Keyboard shortcuts

Press or to navigate between chapters

Press S or / to search in the book

Press ? to show this help

Press Esc to hide this help

Chapter 2: The Problems Kubernetes Solves

Kubernetes exists because running containerized applications at scale presents a set of interrelated problems that no individual tool solves.

The Bin Packing Problem

At its most fundamental, Kubernetes solves a resource allocation problem. You have N machines, each with some amount of CPU, memory, and other resources. You have M workloads, each requiring some amount of those resources. How do you assign workloads to machines to maximize utilization while respecting constraints?

This is a variant of the NP-hard bin packing problem. In the general case, finding the optimal solution is computationally intractable. But good heuristics exist, and Kubernetes’ scheduler implements several of them. The key insight is that centralized, automated scheduling dramatically outperforms human scheduling. When humans decide where to place workloads, they tend to be:

  • Conservative — over-provisioning resources to avoid contention
  • Forgetful — leaving old workloads running on machines long after they should have been decommissioned
  • Inconsistent — different operators making different decisions for similar workloads

Borg’s experience demonstrated that automated bin packing could improve cluster utilization from the 5-15% typical of manually managed environments to 60-70%. Even modest improvements in utilization translate to enormous cost savings at scale: Google’s fleet comprises millions of machines, so a 1% improvement in utilization saves tens of thousands of servers.

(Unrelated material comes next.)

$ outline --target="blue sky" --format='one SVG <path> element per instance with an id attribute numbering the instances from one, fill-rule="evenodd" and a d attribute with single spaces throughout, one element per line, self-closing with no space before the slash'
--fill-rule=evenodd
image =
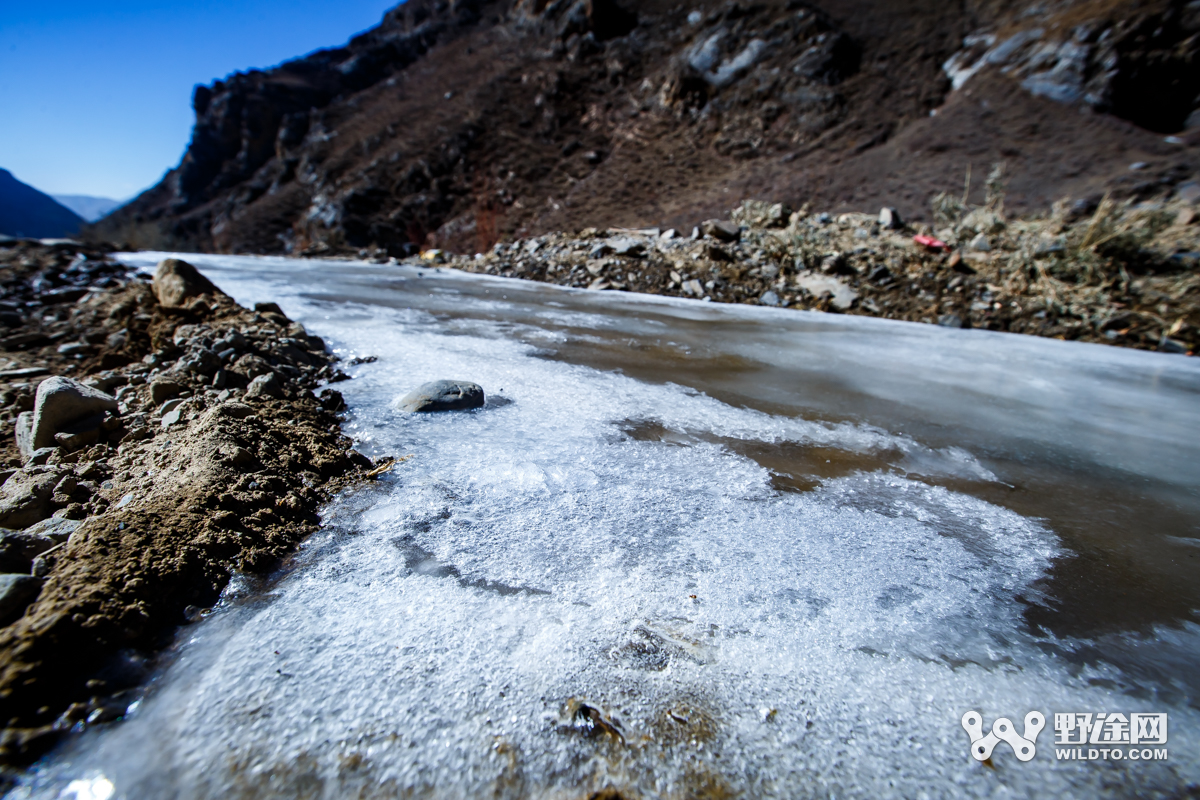
<path id="1" fill-rule="evenodd" d="M 0 0 L 0 167 L 124 199 L 179 163 L 192 87 L 345 44 L 399 0 Z"/>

The Service Discovery Problem

In a static world, you can configure your web frontend to talk to your database at a known IP address and port. But in a dynamic, containerized world, nothing has a stable address. Containers are created and destroyed constantly. They are moved between machines when hosts fail or when the scheduler finds a more efficient placement. The set of containers backing a particular service changes every time a deployment rolls out.

This creates the service discovery problem: how does one service find and communicate with another in an environment where addresses are constantly changing? There are several classic approaches:

  • DNS-based discovery: Register service instances in DNS, and clients look up the DNS name. Simple, but DNS has caching and TTL issues that make it slow to reflect changes.
  • Client-side registries: Services register themselves with a central registry (like ZooKeeper or Consul), and clients query the registry. Flexible, but requires every service to include registry client code.
  • Load balancer-based discovery: A load balancer sits in front of service instances, and clients talk to the load balancer’s stable address. Simple for clients, but adds latency and a single point of failure.

Kubernetes provides service discovery as a first-class primitive through its Service abstraction. A Service has a stable IP address (the ClusterIP) and DNS name. The Kubernetes control plane automatically updates the set of endpoints (pod IP addresses) behind a Service as pods come and go. This is implemented transparently by kube-proxy (or the CNI plugin), which programs iptables/IPVS rules on every node to redirect traffic addressed to a Service’s ClusterIP to one of its backing pods.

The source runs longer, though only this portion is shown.